The experimentation framework extends naturally to more complex applications like agentic AI systems and RAG (Retrieval-Augmented Generation) applications. When working with agents, you can evaluate various aspects of their behavior, from decision-making capabilities to tool usage patterns. This is particularly valuable when testing how agents handle complex workflows, multi-step reasoning, or tool selection. For RAG applications, experimentation helps validate both the retrieval and generation components of your system. You can assess the quality of retrieved context, measure response relevance, and ensure that your RAG pipeline maintains high accuracy across different types of queries. This is especially important when fine-tuning retrieval parameters or testing different reranking strategies. The same experimentation patterns shown above apply to these more complex systems. You can use predefined datasets to benchmark performance, create custom datasets for specific edge cases, and define specialized metrics that capture the unique aspects of agent behavior or RAG performance. This systematic approach to testing helps ensure that your advanced AI applications maintain high quality and reliability in production environments.

Best practices

  1. Use consistent datasets: Use the same dataset when comparing different prompts or models to ensure fair comparisons.

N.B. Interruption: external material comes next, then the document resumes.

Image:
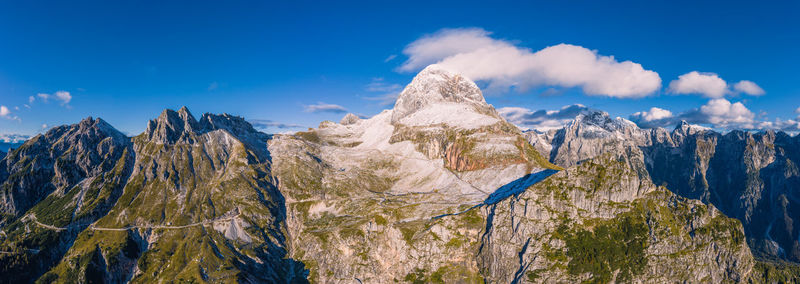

  2. Test multiple variations: Run experiments with different prompt variations to find the best approach.
  3. Use appropriate metrics: Choose metrics that are relevant to your specific use case.
  4. Start small: Begin with a small dataset to quickly iterate and refine your approach before scaling up.
  5. Document your experiments: Keep track of what you’re testing and why to make it easier to interpret results.